In 2005-6, for instance, Soros’s Open Society Institute (now known as Open Society Foundations) gave $50,000 a year to CACG. In 2007-8, the sum rose to $100,000 per year.

However, Hale insists that “since I have been with this organisation, we haven’t received money from the Open Society Institute or Foundations”. Soros’s foundation often gives money to left-leaning Catholic groups – most controversially, Catholics for a Free Choice, whose pro-abortion stance places it outside the Church.

There’s nothing illegal about any of these connections or donations. But they reveal the influence Soros and a small circle of donors have over smaller progressive groups.

They also reveal how readily the Catholic Left takes money from secularist groups and individuals like Soros, an atheist whose only possible interest in religion is political expediency.

This summer, a group called DC Leaks revealed that Soros’s Open Society Foundations (OSF) donated $650,000 to two groups: PICO Network and Faith in Public Life (FPL). The leaked documents show OSF’s desire to leverage Pope Francis’s visit to the US in September 2015 – both to push the Church leftwards and influence the 2016 presidential election. “In order to seize this moment, we will support PICO’s organising activities to engage the pope on economic and racial justice issues, including the influence of Cardinal Rodriguez, the pope’s senior advisor,” one document says.

An OSF memo from February 2016 lays out a plan to urge “buy-in of individual bishops to more publicly voice support of economic and racial justice messages in order to begin to create a critical mass of bishops who are aligned with the Pope.”

The documents disturbed many conservative Catholics. Fr Robert Sirico, founder of the Acton Institute, wrote that Soros has only “crass political intentions” toward Catholics he sees as “useful idiots”.

Many high-ranking Catholics feel the same.
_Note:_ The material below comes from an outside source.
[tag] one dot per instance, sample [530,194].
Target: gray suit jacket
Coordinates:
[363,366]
Archbishop Charles Chaput of Philadelphia, generally regarded as a conservative, has criticised CACG. And this month, he recalled a 2008 meeting with Catholics United activists, whom he described as “obvious flacks for the Obama campaign and the Democratic Party – creatures of a political machine, not men of the Church, less concerned with Catholic teaching than with its influence.”

Other bishops may not be so worried, however. Podesta has friends in the hierarchy; he’s also a visiting professor at the Catholic Georgetown University, which indicates that he is pretty well embedded in institutional Catholicism.

The reaction to the WikiLeaks revelations is turning into something of a litmus test: Catholic liberals play them down while conservatives play them up. As such, the affair is yet more evidence of the “culture war” within American Catholicism – a war that, with Pope Francis’s award of a cardinal’s hat to the broadly progressive Archbishop Blase Cupich of Chicago but not to Archbishop Chaput, the liberals believe they are winning.

But wherever the bishops are placed on the theological and political spectrum, WikiLeaks have surely made life harder for all of them. We now know that the Democratic Party is targeting Catholic opinion, operating through activist groups whose religious credentials are open to question. The term “Trojan Horse” is being bandied about.

This information was not supposed to come out. Now that it has, the pressure on the American Church to disclose its precise relationship with these groups is certain to intensify.